Turkmenistan is the only country in the world that has not wanted to officially admit any case of coronavirus. But in general, all the countries in the region have given very partial and unreliable information on the pandemic; only in Kyrgyzstan in July were cases of Covid-19 associated with pneumonia statistics. The Turkmen authorities finally proposed to bring together in a forum (face-to-face or virtual) all doctors and specialists from neighboring countries to evaluate the fight against the virus, which should take place in the second half of 2021.

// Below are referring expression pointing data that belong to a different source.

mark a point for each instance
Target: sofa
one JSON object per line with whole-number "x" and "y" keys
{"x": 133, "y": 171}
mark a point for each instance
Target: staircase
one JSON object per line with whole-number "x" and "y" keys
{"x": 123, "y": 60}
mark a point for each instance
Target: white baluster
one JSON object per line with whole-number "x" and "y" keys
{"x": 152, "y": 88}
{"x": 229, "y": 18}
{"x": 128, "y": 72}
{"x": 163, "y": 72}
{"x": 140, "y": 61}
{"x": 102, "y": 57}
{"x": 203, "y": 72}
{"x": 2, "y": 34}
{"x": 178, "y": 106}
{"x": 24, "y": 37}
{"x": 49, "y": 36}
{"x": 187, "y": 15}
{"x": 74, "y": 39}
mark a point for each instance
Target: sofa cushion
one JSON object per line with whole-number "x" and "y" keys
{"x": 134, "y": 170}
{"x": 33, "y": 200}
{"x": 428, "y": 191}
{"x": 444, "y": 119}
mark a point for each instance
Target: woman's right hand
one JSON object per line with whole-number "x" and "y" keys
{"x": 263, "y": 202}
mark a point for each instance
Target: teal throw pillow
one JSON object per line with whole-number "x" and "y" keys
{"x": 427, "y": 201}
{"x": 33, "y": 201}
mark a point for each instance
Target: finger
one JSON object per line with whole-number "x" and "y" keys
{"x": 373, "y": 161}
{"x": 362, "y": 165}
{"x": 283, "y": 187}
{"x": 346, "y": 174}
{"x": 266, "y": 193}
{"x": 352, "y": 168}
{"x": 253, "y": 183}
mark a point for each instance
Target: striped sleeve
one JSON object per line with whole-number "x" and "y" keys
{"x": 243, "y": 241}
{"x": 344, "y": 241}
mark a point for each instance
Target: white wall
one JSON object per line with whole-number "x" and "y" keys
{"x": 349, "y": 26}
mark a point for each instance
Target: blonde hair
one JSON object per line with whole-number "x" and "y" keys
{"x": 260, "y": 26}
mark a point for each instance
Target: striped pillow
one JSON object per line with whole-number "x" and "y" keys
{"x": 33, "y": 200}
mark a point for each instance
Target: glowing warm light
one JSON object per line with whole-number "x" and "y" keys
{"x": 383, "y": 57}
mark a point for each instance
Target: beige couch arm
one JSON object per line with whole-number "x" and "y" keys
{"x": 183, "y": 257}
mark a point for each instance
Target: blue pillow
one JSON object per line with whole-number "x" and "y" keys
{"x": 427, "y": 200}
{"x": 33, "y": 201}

In the future, population censuses are planned in some Central Asian countries, which have undergone many changes in number and composition in the post-Soviet 30 years. In Kazakhstan the census had already been set two years ago, then it was postponed due to the resignation of President Nazarbaev and the pandemic, and should be held in October.
The census was also postponed this year in Kyrgyzstan, due to the virus; in Tajikistan, the results of the census held last year are expected in the coming months. Uzbekistan is the only country that has never taken a census since independence in 1991, and now it seems intent on carrying it out by 2023. In Turkmenistan, the census is scheduled for 2022.
In addition to the discussions on Covid-19, Turkmenistan is expected to organize the Third Summit of Heads of State of Central Asia in 2021, postponed and moved due to the turmoil in the streets in Bishkek in Kyrgyzstan, where it was supposed to take place last year.
In Nur-Sultan, the capital of Kazakhstan, the Assembly of the Eurasian Supreme Council is scheduled, where its creator, the former Kazakh president Nursultan Nazarbaev, should be proclaimed as "honorary president". Tajikistan is also preparing an international summit, that of the Shanghai Cooperation Organization (Shanghai-Five), in which China and Russia, as well as India and Pakistan also participate.
Finally, various international initiatives are planned for the area of the Caspian Sea countries, including Iran and Russia. We should discuss the legal status of the Caspian coasts and the political and economic relations of the countries involved, in an area with very delicate balances, after the recent conflict in Nagorno Karabakh.